Волшебник Хуливуда, стр. 50

Малькольм отнесся к происходящему с поразительной невозмутимостью.

– Да вы что? Ни в коем случае! Голос Кейпа дрожал от страха. Малькольм не то прокашлялся, не то рассмеялся.

– Да кто поверит, будто я покончил с собой из-за каких-то ваших разоблачений, – заорал Кейп на Канаана.

Канаан достал блокнот и перебросил его на колени Кейпу.

– Вы распорядились убить Кенни Гоча, распорядились убить умирающего, распорядились перерезать ему горло, потому что он собирался перед смертью предать вас. Ему хотелось спасти бессмертную душу.

– Это не я. Я не имею к этому никакого отношения.

– Я изобличил вас и припер к стенке. Вы умолили меня позволить вам покончить с собой. Старому человеку не место в тюрьме. Я решил пойти на это во избежание колоссального скандала, который причинил бы ущерб репутации всего города. А теперь мне придется убить и вас, и вашего человека, а самому придумать какую-нибудь другую историю.

Но начальство в любом случае поверит каждому моему слову.

– Я назову вам имя убийцы. Ведь вы хотите именно этого, не так ли?

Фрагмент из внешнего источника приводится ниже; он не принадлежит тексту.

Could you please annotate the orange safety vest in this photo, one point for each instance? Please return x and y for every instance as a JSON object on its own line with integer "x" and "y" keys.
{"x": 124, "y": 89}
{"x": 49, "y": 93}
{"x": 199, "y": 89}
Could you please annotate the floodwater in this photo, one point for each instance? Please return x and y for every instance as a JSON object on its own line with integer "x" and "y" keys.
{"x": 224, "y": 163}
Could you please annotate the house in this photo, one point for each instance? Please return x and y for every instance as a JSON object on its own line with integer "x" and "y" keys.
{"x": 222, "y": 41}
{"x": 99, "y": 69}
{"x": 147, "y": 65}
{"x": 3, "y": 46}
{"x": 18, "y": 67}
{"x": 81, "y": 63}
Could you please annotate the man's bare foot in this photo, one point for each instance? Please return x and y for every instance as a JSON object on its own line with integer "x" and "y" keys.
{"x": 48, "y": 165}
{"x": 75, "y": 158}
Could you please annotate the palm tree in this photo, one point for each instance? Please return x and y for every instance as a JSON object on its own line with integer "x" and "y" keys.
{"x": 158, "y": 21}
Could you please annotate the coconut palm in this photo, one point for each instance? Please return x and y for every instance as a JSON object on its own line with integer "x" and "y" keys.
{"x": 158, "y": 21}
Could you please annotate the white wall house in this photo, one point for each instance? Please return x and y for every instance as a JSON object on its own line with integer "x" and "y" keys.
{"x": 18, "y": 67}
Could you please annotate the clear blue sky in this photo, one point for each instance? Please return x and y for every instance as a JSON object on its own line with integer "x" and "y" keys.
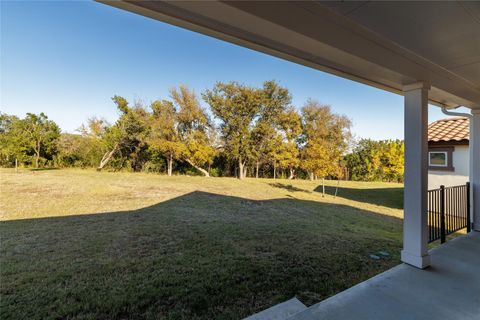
{"x": 68, "y": 59}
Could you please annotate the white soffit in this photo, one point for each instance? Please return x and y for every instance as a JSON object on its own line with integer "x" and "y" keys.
{"x": 384, "y": 44}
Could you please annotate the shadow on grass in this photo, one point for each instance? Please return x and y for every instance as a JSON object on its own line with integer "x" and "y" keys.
{"x": 200, "y": 255}
{"x": 288, "y": 187}
{"x": 387, "y": 197}
{"x": 42, "y": 169}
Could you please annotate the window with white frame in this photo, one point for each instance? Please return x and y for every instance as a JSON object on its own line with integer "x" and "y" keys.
{"x": 438, "y": 159}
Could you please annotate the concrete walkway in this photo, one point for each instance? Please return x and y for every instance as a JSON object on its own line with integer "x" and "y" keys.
{"x": 450, "y": 289}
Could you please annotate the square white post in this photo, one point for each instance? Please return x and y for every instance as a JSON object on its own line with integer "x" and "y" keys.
{"x": 415, "y": 228}
{"x": 475, "y": 169}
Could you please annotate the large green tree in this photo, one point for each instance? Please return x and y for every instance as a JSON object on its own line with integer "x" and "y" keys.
{"x": 163, "y": 135}
{"x": 193, "y": 129}
{"x": 267, "y": 130}
{"x": 236, "y": 107}
{"x": 288, "y": 154}
{"x": 39, "y": 135}
{"x": 325, "y": 139}
{"x": 126, "y": 139}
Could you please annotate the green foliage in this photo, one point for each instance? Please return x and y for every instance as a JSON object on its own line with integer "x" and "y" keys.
{"x": 237, "y": 107}
{"x": 376, "y": 161}
{"x": 32, "y": 140}
{"x": 254, "y": 130}
{"x": 324, "y": 140}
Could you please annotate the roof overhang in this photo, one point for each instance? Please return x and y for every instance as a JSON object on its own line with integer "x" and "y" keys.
{"x": 384, "y": 44}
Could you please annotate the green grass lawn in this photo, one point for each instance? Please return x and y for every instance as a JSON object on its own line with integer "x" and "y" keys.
{"x": 78, "y": 244}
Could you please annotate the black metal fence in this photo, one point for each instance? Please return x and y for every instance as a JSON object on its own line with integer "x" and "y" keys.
{"x": 448, "y": 211}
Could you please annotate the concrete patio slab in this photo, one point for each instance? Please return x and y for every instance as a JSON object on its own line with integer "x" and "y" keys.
{"x": 449, "y": 289}
{"x": 280, "y": 311}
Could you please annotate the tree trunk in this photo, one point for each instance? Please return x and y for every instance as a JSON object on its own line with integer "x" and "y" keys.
{"x": 37, "y": 155}
{"x": 37, "y": 158}
{"x": 170, "y": 165}
{"x": 241, "y": 172}
{"x": 205, "y": 172}
{"x": 106, "y": 157}
{"x": 292, "y": 174}
{"x": 323, "y": 187}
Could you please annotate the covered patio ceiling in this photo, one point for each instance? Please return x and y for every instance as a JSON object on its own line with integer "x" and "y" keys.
{"x": 384, "y": 44}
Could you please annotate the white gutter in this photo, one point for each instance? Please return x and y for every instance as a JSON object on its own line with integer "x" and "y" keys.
{"x": 470, "y": 143}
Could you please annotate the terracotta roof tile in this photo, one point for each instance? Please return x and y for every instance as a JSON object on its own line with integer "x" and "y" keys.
{"x": 452, "y": 129}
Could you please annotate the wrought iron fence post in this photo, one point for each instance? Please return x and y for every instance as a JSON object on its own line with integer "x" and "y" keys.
{"x": 469, "y": 225}
{"x": 442, "y": 214}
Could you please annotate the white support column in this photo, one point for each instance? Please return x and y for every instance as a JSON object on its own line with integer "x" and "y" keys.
{"x": 475, "y": 169}
{"x": 415, "y": 228}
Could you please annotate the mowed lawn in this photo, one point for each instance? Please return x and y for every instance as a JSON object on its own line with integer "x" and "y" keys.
{"x": 79, "y": 244}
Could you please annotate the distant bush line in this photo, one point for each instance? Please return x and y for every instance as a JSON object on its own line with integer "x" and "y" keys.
{"x": 244, "y": 132}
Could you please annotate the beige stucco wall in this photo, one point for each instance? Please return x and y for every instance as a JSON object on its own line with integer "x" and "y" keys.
{"x": 460, "y": 157}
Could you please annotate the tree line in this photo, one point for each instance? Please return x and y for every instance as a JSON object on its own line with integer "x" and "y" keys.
{"x": 245, "y": 131}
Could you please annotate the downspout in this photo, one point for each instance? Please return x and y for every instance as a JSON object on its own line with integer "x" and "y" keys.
{"x": 471, "y": 138}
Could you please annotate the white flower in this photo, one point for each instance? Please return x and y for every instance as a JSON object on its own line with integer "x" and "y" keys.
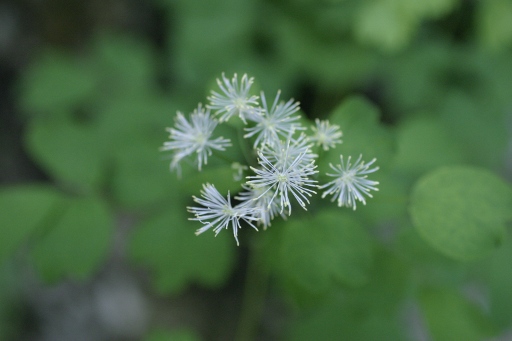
{"x": 284, "y": 153}
{"x": 326, "y": 134}
{"x": 351, "y": 182}
{"x": 285, "y": 179}
{"x": 218, "y": 213}
{"x": 270, "y": 124}
{"x": 194, "y": 137}
{"x": 234, "y": 99}
{"x": 260, "y": 198}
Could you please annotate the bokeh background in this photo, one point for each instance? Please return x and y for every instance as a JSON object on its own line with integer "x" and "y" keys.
{"x": 94, "y": 238}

Канаан выждал. Не имело смысла соглашаться на сделку. Кейпу все равно некуда было деваться.

– Горло Гочу перерезал Раймонд Радецки, называющий себя Раабом.

– А почему?

– Потому что Гоч знал имя человека, убившего вашу племянницу. Он знал, что умирает, и ему хотелось покаяться.

– Это-то имя мне и нужно.

Кейп растерялся. Его губы сперва задрожали, а затем неподвижно застыли. Он уже выдал кое-что и решил на этом остановиться. Не из преданности по отношению к убийце маленькой Сары Канаан, но просто потому, что привык ото всего откупаться как можно дешевле, даже в противостоянии с человеком, который, вне всякого сомнения, собирался убить его, если у него не останется другого выбора.

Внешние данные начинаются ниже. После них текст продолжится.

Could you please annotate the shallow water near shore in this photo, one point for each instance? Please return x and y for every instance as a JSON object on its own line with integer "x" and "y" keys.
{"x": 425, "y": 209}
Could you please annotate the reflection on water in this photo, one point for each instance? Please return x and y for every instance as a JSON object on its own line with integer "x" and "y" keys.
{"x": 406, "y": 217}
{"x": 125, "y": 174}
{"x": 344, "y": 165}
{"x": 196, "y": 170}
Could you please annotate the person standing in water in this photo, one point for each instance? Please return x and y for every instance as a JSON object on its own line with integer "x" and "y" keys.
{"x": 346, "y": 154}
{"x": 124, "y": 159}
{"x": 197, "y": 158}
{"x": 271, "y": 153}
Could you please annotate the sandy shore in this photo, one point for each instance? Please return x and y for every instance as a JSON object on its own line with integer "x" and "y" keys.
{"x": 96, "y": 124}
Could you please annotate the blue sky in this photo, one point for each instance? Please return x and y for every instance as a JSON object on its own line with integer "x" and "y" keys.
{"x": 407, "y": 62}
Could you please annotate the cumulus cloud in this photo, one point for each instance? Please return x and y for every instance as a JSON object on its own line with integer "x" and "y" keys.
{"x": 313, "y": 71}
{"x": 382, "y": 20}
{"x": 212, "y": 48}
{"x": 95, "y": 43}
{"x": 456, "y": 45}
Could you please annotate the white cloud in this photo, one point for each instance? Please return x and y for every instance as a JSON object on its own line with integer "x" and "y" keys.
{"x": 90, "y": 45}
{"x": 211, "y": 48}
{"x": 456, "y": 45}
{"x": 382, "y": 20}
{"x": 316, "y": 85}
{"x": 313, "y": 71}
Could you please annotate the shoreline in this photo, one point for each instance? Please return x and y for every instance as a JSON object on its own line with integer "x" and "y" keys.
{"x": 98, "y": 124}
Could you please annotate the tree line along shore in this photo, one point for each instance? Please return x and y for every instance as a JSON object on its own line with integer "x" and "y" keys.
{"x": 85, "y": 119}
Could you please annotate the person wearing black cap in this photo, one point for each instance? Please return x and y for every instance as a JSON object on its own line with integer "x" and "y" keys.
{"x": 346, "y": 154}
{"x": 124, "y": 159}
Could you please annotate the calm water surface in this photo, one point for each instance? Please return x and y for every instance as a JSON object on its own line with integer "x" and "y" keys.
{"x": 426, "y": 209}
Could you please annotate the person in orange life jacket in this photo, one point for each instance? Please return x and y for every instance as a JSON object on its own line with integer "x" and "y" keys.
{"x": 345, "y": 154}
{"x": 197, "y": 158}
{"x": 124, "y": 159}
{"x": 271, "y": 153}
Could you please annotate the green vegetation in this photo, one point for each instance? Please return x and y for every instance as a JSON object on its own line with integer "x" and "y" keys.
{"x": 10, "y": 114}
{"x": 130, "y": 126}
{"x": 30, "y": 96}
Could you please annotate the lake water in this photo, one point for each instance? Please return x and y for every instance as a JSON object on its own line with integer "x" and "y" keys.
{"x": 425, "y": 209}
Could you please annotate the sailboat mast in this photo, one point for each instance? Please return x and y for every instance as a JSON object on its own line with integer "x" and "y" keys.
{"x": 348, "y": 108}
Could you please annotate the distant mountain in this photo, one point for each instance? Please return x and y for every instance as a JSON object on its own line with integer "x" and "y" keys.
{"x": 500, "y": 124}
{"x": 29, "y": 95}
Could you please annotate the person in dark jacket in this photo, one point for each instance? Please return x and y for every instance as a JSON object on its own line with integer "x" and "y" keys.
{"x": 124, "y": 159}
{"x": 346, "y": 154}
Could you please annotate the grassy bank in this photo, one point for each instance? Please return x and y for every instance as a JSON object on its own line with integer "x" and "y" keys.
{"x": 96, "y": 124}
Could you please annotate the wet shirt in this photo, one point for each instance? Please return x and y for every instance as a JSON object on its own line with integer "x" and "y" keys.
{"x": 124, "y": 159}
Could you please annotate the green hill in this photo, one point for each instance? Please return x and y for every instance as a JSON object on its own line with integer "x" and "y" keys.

– Пусть вам его назовет Рааб.

Канаан понял. Можно надавить на Кейпа еще сильнее, но того уже заколотило. Собственная гордость стала для него в этом пункте важнее жизни.

– И где же этот Раймонд Радецки?

– Он фотограф. Вы знаете «Люцифер»? Это частный ресторан в окрестностях Малибу.

– Знаю.

– Он будет там сегодня вечером. Будет фотографировать.

Канаан встал.

– Значит, мы квиты, – сказал Кейп.

– Посмотрим.

– Вы ищете не справедливости, а возмездия. И, кроме того, я старик и вот-вот умру и так.

Канаан посмотрел на Кейпа с бесконечным презрением, но и с жалостью.

– Лучше вам и впрямь пользоваться пеленками.

Глава тридцать третья

В конце концов плохое самочувствие взяло свое, и Свистун решил отправиться домой, принять что-нибудь от насморка и от кашля. Может, и впрямь горячего лимонаду с медом попробовать. Жаль, что он бросил пить: стаканчик виски в темной комнате, раздевшись, до всех лекарств или лучше вместо них, – и в постель.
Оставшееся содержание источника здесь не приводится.